Da Vinci's Code

Professor Christopher Witcombe, Art History


Agnolo Bronzino

Venus, Cupid, Folly, and Time

Bronzino, Venus, Cupid, Folly, and Time, c. 1545
Oil on panel, 5 ft 1 in x 4 ft 8 3/4 in
(London, National Gallery of Art)

The following includes edited excerpts from Frederick Hartt, Art: A History of Painting, Sculpture, Architecture (Englewood Cliffs: Prentice Hall, 1993), and Laurie Schneider Adams, A History of Western Art (Madison: Brown and Benchmark, 1994)

Around 1545, Agnolo Tori, called Bronzino (1503-72), painted a complex verbal allegory usually referred to as Venus, Cupid, Folly, and Time. It displays the ambivalence of the Mannerist period in life and art. It also illustrates the Mannerist taste for obscure imagery with erotic overtones.

The painting had been ordered by Cosimo de' Medici, the Duke of Florence, and given by him as a diplomatic gift to King Francis I of France. Presumably the imagery appealed to the sophisticated and playfully erotic taste of both the Medici and French courts at this time.

The attention to silky textures, jewels, and masks is consistent with Bronzino's courtly, aristocratic patronage. The figure of Venus appears as a precious object in a luxurious setting, perversely seductive by virtue of her very unapproachability.

Crowded into a compressed foreground space of the airless setting are several figures whose identities and purpose have been the subject of extensive scholarly discussion. The painting appears to be about lust, fraud, and envy. It has also been called a "Triumph of Venus". Its meaning, however, remains elusive.

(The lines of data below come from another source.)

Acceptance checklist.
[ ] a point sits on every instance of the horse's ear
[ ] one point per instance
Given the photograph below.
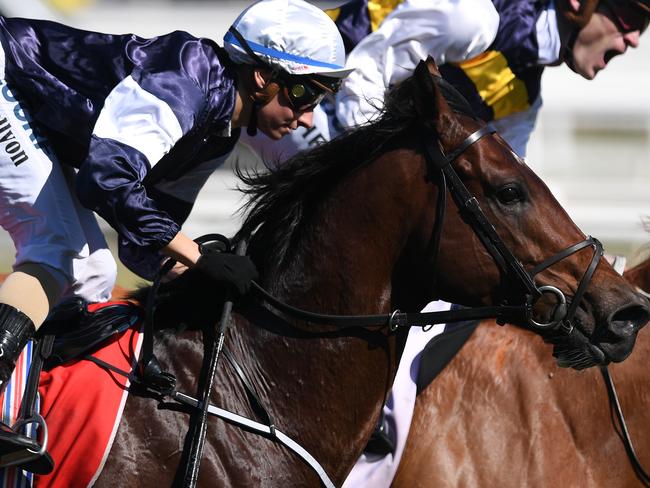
(432, 66)
(430, 100)
(425, 90)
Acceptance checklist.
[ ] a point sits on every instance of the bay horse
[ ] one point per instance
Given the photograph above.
(503, 414)
(348, 229)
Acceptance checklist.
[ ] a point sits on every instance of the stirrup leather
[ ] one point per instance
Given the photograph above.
(17, 449)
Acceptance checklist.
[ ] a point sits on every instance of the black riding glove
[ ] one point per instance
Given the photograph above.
(231, 269)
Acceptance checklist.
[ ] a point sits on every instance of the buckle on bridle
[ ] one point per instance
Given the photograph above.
(558, 315)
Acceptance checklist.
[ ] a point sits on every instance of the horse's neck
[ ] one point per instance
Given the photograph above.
(328, 389)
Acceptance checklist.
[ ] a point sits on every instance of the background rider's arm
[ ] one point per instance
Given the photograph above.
(182, 249)
(448, 31)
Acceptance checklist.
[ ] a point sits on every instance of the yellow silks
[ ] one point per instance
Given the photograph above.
(496, 84)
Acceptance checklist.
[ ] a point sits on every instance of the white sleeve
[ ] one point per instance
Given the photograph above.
(450, 31)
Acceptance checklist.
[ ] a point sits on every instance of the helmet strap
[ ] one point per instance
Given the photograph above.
(251, 128)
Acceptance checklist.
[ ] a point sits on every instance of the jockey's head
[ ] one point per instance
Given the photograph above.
(291, 55)
(594, 31)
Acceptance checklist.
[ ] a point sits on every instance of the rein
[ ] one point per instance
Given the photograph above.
(512, 269)
(163, 384)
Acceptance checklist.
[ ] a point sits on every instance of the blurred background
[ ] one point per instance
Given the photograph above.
(591, 145)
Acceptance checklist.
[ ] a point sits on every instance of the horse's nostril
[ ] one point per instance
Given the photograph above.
(629, 319)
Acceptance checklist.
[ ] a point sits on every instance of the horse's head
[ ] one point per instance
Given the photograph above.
(602, 324)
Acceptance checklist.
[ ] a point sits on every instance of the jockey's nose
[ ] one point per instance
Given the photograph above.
(632, 38)
(306, 119)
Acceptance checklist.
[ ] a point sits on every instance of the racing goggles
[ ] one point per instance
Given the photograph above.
(627, 16)
(303, 92)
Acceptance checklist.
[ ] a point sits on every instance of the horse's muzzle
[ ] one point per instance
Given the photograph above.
(622, 328)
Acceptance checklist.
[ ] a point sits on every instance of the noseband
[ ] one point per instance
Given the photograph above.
(511, 268)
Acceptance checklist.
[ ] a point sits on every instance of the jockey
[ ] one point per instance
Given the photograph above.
(496, 59)
(131, 128)
(494, 52)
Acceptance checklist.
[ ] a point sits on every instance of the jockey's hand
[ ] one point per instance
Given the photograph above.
(231, 269)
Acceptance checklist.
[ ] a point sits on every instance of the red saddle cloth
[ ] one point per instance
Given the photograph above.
(82, 404)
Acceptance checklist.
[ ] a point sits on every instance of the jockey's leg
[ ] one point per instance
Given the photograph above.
(26, 296)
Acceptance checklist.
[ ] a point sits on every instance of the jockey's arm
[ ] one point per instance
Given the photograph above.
(182, 249)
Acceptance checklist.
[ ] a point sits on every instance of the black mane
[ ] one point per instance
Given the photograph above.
(281, 202)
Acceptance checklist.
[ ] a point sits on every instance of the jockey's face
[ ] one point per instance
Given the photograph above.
(604, 37)
(278, 118)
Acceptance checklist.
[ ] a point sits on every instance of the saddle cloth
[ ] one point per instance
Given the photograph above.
(82, 404)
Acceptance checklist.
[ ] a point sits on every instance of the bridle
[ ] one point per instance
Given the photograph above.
(163, 384)
(512, 270)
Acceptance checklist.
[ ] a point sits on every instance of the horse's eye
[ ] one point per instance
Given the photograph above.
(509, 194)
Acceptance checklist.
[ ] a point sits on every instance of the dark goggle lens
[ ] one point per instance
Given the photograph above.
(302, 95)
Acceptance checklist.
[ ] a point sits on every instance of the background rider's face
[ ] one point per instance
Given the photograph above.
(278, 118)
(600, 40)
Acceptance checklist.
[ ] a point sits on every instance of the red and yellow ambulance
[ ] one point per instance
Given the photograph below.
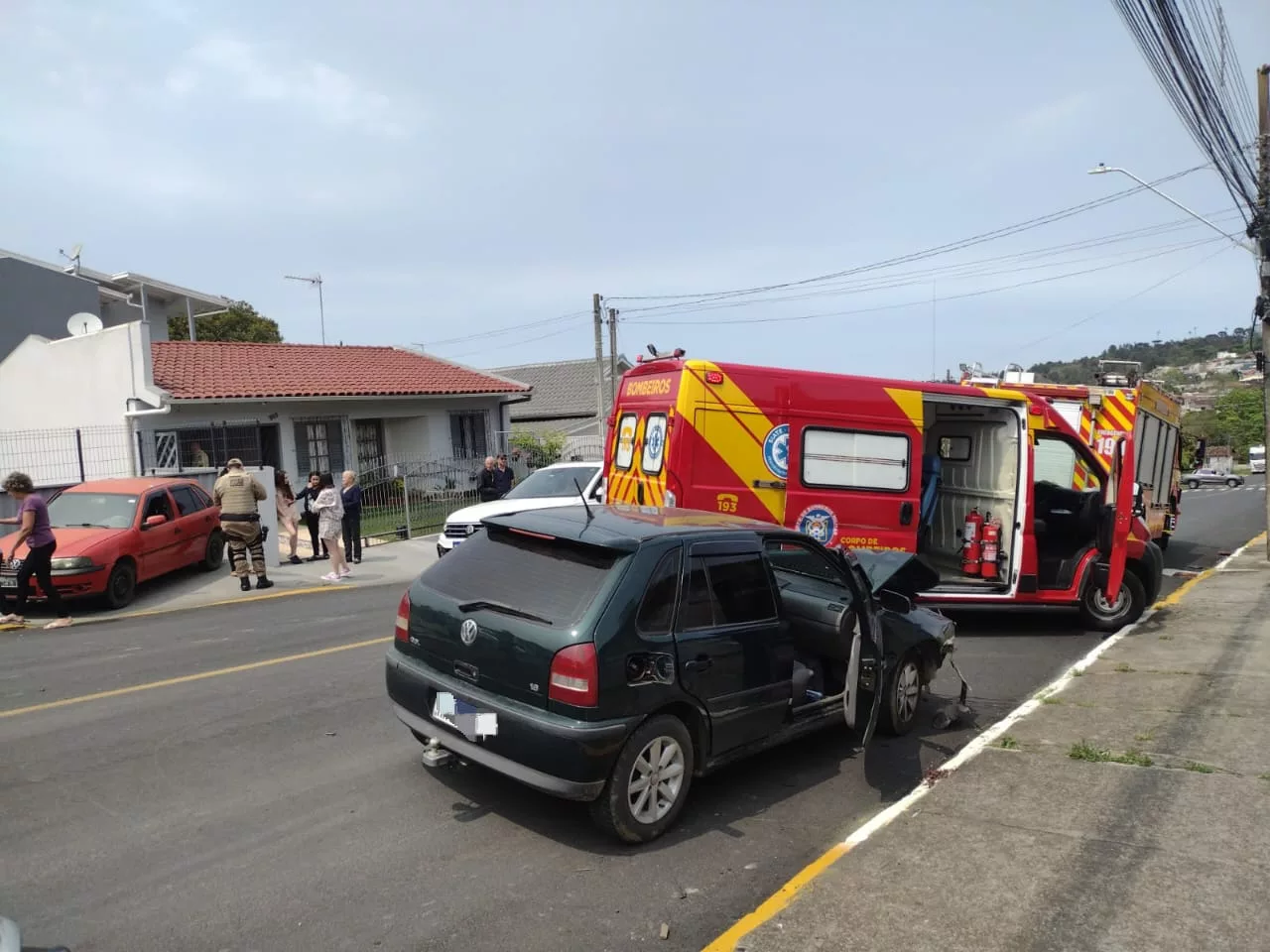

Venus and her son Cupid are easily recognizable as the two figures in the left foreground. Both are nude, and bathed in a white light that creates a porcelain skin texture. Cupid fondles his mother's breast and kisses her lips. To the right, a nude putto with a lascivious expression dances forward and scatters flowers.

All three twist in the Mannerist "figura serpentinata" (a 'serpentine' or spiralling) pose. But only the putto's pose seems required by his action. The undulating forms of Venus and Cupid are rendered for their own sake rather than to serve narrative logic. Bald, bearded Time at the upper right, assisted by Truth (or is it Deceit?) at the upper left, draws aside a curtain to reveal the incestuous transgressions of Venus and the adolescent Cupid, pelted with rose petals by a laughing boy (Folly). At the lower left are Venus' doves.

The identity of the remaining figures is less certain. The old hag tearing her own hair has been called Envy (or Jealousy), and the creature behind the putto at the right, with a girl's face but whose body ends in the legs of a lion and a scaly serpent's tail and who extends a honeycomb with her left hand attached to her right arm, has been identified as Fraud (or is she Deceit? or perhaps Pleasure?). There is, however, no consensus on their identification.